Такая же поразительная реакция и на известие о гибели целого флота в Цусимском сражении: «19-го мая. Четверг. Теперь окончательно подтвердились ужасные известия о гибели почти всей эскадры в двухдневном бою. Сам Рождественский раненый взят в плен!!

День стоял дивный, что прибавляло еще больше грусти на душе. Имел три доклада. Завтракал Петюша. Ездил верхом. Обедали: Ольга, Петя, Воронов – ком. Примор. драг. полка и его жена»[45].

Кстати, далее мы еще поговорим о странной манере дневниковых записей Николая Александровича.

Ну и наконец, чтобы подчеркнуть неизменность странного спокойствия в стрессовых ситуациях, расскажем о событиях, произошедших в конце жизни императора.

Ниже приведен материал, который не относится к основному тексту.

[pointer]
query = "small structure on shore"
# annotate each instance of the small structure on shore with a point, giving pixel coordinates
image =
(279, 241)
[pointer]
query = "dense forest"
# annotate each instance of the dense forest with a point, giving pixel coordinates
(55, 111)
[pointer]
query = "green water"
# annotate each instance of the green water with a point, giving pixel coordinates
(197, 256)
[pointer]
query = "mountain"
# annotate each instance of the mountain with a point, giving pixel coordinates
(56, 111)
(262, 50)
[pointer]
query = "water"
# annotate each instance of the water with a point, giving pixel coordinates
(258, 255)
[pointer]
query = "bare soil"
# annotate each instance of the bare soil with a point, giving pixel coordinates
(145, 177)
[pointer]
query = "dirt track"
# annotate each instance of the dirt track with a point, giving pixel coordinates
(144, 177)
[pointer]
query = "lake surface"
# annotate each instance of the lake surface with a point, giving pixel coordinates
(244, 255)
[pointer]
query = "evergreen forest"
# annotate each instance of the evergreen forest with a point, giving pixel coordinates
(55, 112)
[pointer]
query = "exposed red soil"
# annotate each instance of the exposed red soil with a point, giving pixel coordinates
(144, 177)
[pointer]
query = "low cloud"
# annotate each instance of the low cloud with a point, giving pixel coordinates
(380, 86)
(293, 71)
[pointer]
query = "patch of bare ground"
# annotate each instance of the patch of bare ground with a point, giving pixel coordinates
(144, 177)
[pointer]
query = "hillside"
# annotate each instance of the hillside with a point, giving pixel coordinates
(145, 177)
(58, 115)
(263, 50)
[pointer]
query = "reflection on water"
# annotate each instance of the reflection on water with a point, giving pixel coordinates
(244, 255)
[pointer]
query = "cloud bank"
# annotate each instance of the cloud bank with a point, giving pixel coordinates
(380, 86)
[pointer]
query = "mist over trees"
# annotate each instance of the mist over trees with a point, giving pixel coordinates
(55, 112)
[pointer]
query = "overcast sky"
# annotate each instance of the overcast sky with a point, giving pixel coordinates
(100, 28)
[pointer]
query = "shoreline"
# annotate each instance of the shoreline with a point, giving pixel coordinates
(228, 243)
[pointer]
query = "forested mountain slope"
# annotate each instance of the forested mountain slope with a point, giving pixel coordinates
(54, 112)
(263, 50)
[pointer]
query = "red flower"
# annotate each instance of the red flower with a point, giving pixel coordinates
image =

Поведение Николая Александровича во время отречения многих шокировало. Наиболее часто цитируется фраза официального историографа Ставки генерала Д. Н. Дубенского[46], произнесенная во время допроса в августе 1917 г.: «Это такой фаталист, что я не могу себе представить… он отказался от Российского престола, как сдал эскадрон»[47].

Один из охранников бывшего царя Ф. П. Проскуряков в своих показаниях отмечает: «Голос у него был мягким и ясным. Глаза голубыми. Когда кто-нибудь из наших обормотов, перебрав лишку, делал ему какую-нибудь пакость или хамил, бывший царь отвечал вежливо, тихо, но твердо»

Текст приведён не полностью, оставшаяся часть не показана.